1. Field of the Invention
This invention relates an optical disk device for performing read and write of data for an optical disk such as a CD, MD or DVD, and particularly to control of track jump of moving a pick-up head to a target track formed on the recording face of an optical disk.
2. Description of the Related Art
Traditionally, there has been an optical disk for reading the data recorded on the optical disk such as a CD, MD, DVD, etc. and writing data in the optical disk. The optical disk includes a plurality of concentric or spiral tracks formed on the recording face. The optical disk device reads data recorded on the track by detecting the reflected light of an light beam projected on the track. Further, the optical disk device writes data in the track by irradiating the light beam.

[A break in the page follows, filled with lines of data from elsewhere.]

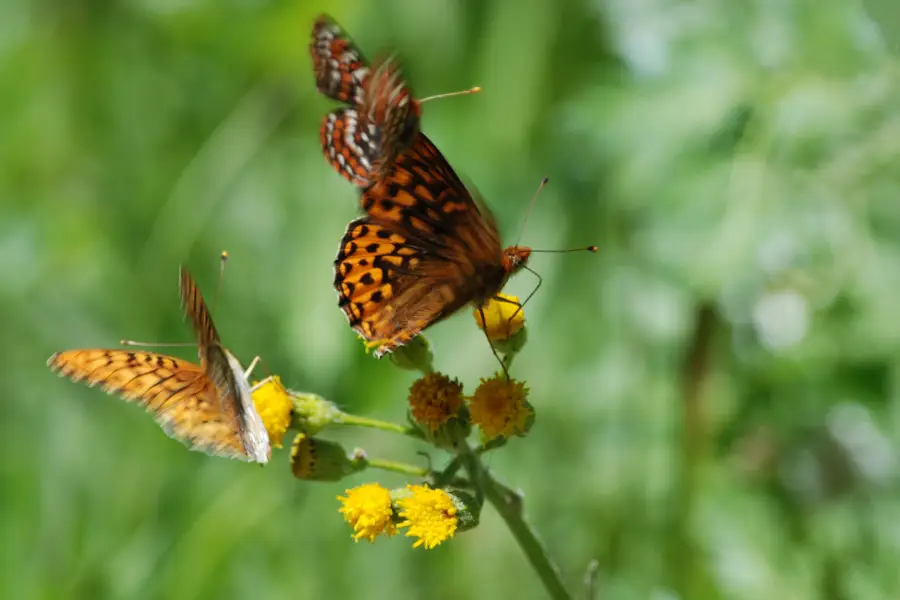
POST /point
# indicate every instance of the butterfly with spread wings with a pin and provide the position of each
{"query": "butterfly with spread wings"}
(382, 117)
(208, 406)
(423, 250)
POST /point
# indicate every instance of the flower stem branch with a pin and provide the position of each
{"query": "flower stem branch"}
(509, 504)
(396, 467)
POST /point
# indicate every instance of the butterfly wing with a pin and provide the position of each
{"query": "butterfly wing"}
(195, 308)
(179, 395)
(423, 251)
(339, 66)
(225, 372)
(350, 145)
(391, 110)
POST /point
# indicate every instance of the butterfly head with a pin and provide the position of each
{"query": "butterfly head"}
(514, 258)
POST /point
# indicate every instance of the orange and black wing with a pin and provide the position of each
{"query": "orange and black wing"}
(179, 395)
(391, 111)
(350, 145)
(195, 308)
(339, 66)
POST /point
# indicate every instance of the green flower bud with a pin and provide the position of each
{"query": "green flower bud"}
(415, 355)
(315, 459)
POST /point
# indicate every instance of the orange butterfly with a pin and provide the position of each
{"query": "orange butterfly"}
(424, 250)
(382, 117)
(363, 139)
(208, 406)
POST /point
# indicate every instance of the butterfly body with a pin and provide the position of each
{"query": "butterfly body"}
(424, 250)
(382, 116)
(208, 407)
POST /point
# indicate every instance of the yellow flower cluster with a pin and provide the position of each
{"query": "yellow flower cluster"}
(430, 515)
(503, 317)
(273, 403)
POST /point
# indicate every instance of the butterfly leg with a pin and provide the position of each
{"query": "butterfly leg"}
(524, 302)
(491, 344)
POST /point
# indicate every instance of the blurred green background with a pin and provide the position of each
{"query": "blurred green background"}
(717, 392)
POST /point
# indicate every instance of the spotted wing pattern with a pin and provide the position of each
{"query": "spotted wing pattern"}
(350, 145)
(338, 65)
(208, 407)
(423, 250)
(362, 139)
(392, 111)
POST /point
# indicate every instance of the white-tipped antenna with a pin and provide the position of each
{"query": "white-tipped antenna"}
(158, 344)
(473, 90)
(222, 260)
(531, 206)
(582, 249)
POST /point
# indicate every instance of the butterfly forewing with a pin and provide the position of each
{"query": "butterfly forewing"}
(391, 111)
(350, 145)
(179, 395)
(382, 118)
(340, 68)
(195, 308)
(208, 407)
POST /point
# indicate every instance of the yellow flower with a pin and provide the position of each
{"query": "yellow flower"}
(434, 399)
(502, 318)
(430, 515)
(273, 403)
(368, 509)
(500, 407)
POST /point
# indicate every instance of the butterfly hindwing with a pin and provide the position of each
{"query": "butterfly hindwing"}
(340, 68)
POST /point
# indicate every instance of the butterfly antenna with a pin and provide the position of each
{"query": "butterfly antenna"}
(582, 249)
(158, 344)
(473, 90)
(222, 260)
(531, 206)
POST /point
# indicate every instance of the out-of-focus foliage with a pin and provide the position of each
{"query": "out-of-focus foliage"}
(717, 392)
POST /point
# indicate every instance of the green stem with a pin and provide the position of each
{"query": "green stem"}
(396, 467)
(509, 504)
(357, 421)
(476, 471)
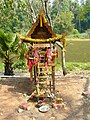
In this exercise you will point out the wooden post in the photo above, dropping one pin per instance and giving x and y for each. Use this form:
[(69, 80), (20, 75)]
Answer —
[(63, 61), (53, 78), (35, 74)]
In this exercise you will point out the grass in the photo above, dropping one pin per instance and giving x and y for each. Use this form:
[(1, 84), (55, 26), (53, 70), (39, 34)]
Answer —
[(77, 55), (78, 51)]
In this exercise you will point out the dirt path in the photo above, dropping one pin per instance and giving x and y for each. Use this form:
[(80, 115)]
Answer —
[(13, 92)]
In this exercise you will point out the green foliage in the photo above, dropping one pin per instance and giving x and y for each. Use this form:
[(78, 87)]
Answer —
[(62, 17), (20, 64), (78, 50), (8, 50), (77, 66)]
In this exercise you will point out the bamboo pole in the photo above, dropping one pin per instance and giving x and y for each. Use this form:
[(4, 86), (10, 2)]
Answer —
[(63, 61)]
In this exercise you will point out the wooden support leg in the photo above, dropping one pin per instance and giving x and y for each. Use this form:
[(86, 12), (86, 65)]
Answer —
[(53, 78), (35, 74)]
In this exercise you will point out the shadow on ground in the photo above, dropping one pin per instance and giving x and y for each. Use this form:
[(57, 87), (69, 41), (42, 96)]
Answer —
[(20, 85)]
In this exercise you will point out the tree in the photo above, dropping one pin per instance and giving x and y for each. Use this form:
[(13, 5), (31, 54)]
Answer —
[(8, 50)]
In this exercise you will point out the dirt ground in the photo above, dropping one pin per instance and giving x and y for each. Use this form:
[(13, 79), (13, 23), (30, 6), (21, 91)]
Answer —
[(14, 91)]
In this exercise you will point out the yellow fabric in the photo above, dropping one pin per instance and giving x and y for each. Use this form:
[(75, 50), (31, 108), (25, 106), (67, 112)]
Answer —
[(40, 40)]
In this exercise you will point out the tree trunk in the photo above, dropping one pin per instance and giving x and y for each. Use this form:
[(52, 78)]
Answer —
[(63, 61)]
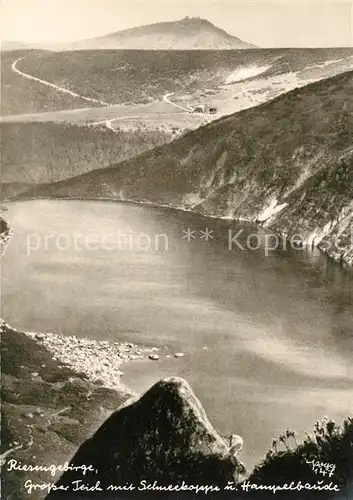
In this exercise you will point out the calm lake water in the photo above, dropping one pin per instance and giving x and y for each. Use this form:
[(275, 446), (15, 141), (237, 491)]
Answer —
[(268, 340)]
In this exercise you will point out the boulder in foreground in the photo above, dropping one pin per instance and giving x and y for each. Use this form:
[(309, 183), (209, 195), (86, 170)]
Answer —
[(165, 436)]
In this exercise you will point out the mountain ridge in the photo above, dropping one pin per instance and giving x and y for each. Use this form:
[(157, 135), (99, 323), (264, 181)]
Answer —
[(295, 176), (184, 34)]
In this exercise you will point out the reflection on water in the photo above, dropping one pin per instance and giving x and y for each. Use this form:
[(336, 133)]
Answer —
[(268, 339)]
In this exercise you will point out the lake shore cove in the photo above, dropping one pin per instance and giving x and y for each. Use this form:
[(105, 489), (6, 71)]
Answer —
[(52, 413)]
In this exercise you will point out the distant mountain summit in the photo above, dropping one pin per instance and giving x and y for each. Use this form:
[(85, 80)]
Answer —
[(190, 33)]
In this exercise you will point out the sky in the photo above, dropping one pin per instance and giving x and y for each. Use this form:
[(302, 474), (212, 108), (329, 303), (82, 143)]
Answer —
[(279, 23)]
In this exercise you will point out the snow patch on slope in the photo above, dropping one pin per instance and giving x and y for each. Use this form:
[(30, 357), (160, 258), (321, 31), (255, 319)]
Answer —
[(244, 73)]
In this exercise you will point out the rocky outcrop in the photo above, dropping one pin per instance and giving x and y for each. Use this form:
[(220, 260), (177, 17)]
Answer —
[(163, 437)]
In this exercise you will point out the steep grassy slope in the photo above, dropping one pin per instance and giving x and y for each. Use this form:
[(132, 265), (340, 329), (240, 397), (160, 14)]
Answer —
[(141, 76), (287, 164), (34, 153), (20, 95)]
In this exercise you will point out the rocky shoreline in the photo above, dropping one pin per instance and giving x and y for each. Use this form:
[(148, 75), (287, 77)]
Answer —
[(99, 360)]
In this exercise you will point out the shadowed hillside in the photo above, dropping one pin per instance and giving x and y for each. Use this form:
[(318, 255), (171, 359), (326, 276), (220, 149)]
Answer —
[(287, 164), (33, 153)]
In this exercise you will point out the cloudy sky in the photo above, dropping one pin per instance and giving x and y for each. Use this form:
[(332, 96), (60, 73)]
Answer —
[(280, 23)]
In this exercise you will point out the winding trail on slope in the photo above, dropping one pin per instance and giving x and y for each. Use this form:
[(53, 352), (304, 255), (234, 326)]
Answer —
[(107, 123), (52, 85)]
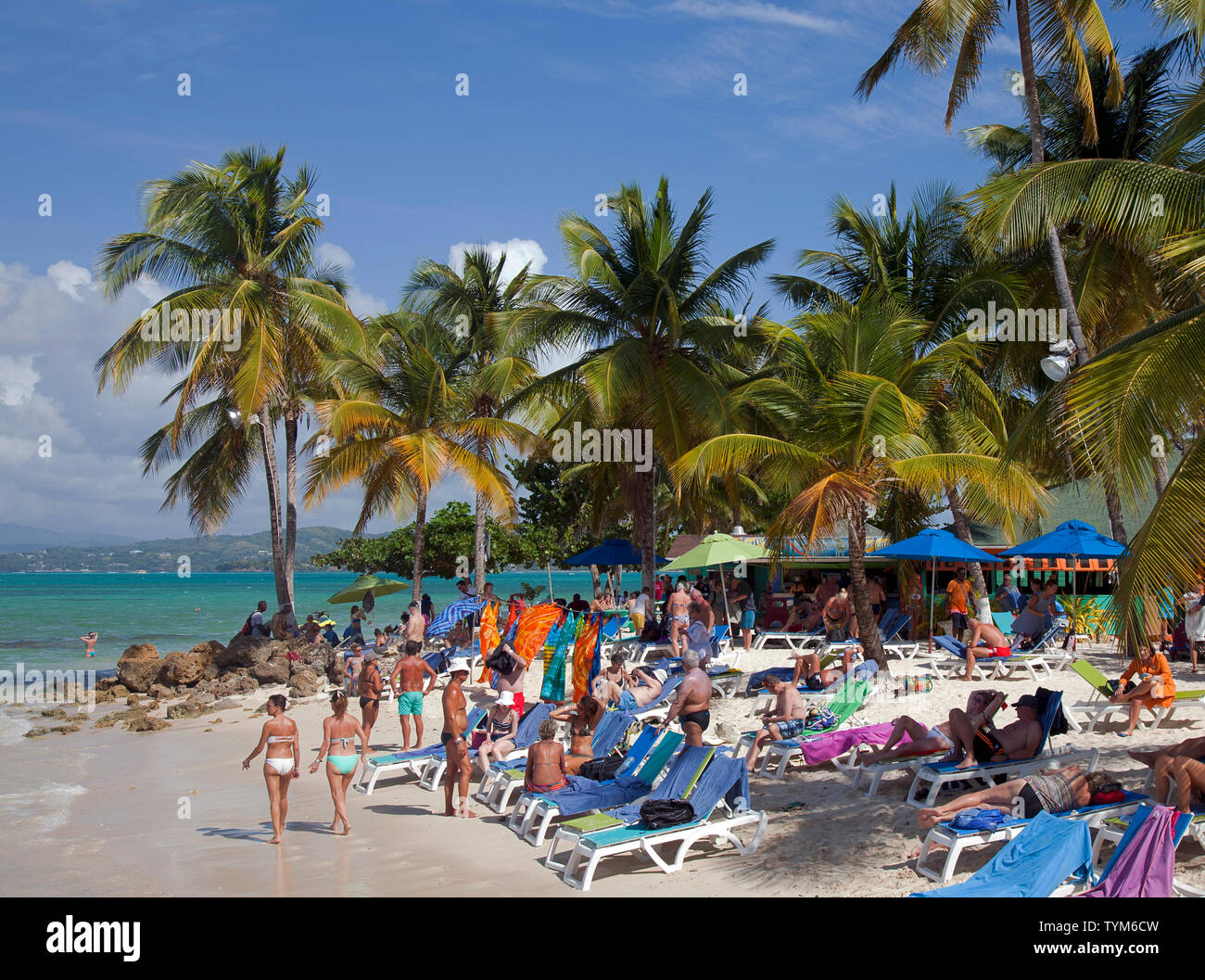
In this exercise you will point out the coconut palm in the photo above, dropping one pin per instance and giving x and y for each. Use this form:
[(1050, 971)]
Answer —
[(1068, 32), (235, 236), (927, 261), (494, 363), (650, 313), (855, 406), (399, 428)]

Where the data recorded on the track is to be read or the data is to be recorded in the optical disk, in some cases, the optical disk device performs track jump to move a pick-up head to a target track. The target track refers to a track for which the read or write of data is performed. The track jump refers to an operation of moving the irradiating position of an light beam in a radial direction of the optical disk to locate the position on the target track. For example, JP-A-10-320938 discloses conventional control of the operation relative to track jump in the optical disk device.
The pick-up head is placed on a thread which is movable in the radial direction of the optical disk. The thread is adapted to be movable in the radial direction of the optical disk by a thread motor (hereinafter simply referred to as a motor).
The lens of the pick-up head is adapted to be movable for the thread. The lens is adapted to be movable in the radial direction of the optical disk by an actuator.
The track jump includes the cases of moving the thread and not moving the thread. Now, the track jump of moving the thread will be explained below.
First, a kick signal (the kick signal which is first given at the start of track jump is referred to a driving kick signal) is applied to a motor to start the movement of the thread. The driving kick signal is given with a prescribed magnitude and for a prescribed time. After the driving kick signal has been stopped, the kick signal (hereinafter referred to as an accelerating kick or decelerating kick) having a magnitude corresponding to the moving speed of the thread is applied to perform the constant speed control of moving the thread toward the target track at a constant speed.
The constant speed control employs the wavelength (period) of a tracking error signal described later. Further, after a lapse of a prescribed time from when the driving kick signal is applied to the motor, the kick signal is applied to the actuator so that the moving control of the lens of the thread and actuator is started.
The irradiating position of the light beam successively traverses the tracks formed on the recording face of the optical disk. A mirror section which totally reflects the light beam is formed between the adjacent tracks. On the basis of the amount of light reflected from the optical disk, a sinusoidal tracking error signal (TE signal) is obtained which represents that the lens center traversed the track. The tracking error signal is created by a wavelength whenever the lens center traverses the track. Therefore, by counting the number of the waves of the tracking error signal, the number of the tracks which the lens center has traversed is obtained. Further, on the basis of the wavelength (period) of the tracking error signal, the moving speed of the lens relative to the optical disk is obtained.
Immediately before starting the track jump, the optical disk device computes the number of tracks over which the lens center must move to reach the target track. Concretely, the number of tracks to move is computed on the basis of a difference between the track address representative of the present track position and that representative of the target track position.
When the lens center approaches the target track to a certain degree, the optical disk device brakes the motor to stop the thread beforehand. For example, when the lens center reaches the track located 100 tracks before the target track, the thread is stopped. Thus, the pick-up head body moves to the vicinity of the target track.
In this case, the optical disk device does not stop the movement of the lens by the actuator, but continues the movement of the lens toward the target track. When the optical disk device judges that the lens center has reached the target track on the basis of the counted number of waves of the tracking error signal, it causes the lens center to track on the target track by tracking servo.
Meanwhile, when the driving kick signal is simultaneously applied to the thread and actuator, since the thread has poorer response than that of the actuator, the actuator starts to move before the thread starts to move. Therefore, the thread and the actuator move separately so that the subsequent control cannot be carried out appropriately. This presents a problem of greatly vibrating the lens and others. In such a case, there is strong possibility of the track jump ending in failure. In order to obviate such an inconvenience, a method has been proposed which applies the driving kick signal to the actuator after a lapse of a prescribed time after the driving kick signal has been applied to the thread as described above.
However, the time taken from when the driving kick signal is applied to the motor to when the thread starts to move is affected by the friction force generated when the thread is moved. The friction force varies according to the elements which constitute the thread. Therefore, the conventional method which applies the kick signal to the actuator after a lapse of a prescribed time provides some devices in which the thread has already moved excessively and some devices in which the thread does not almost move (there are unevenness among the devices). Thus, in order to control the thread and actuator in good balance, the above prescribed time from when the driving kick signal is applied to the motor to when the kick signal is applied to the actuator must be set for each device. This presents a problem of complicating the process of manufacturing the device body and hence cost-up.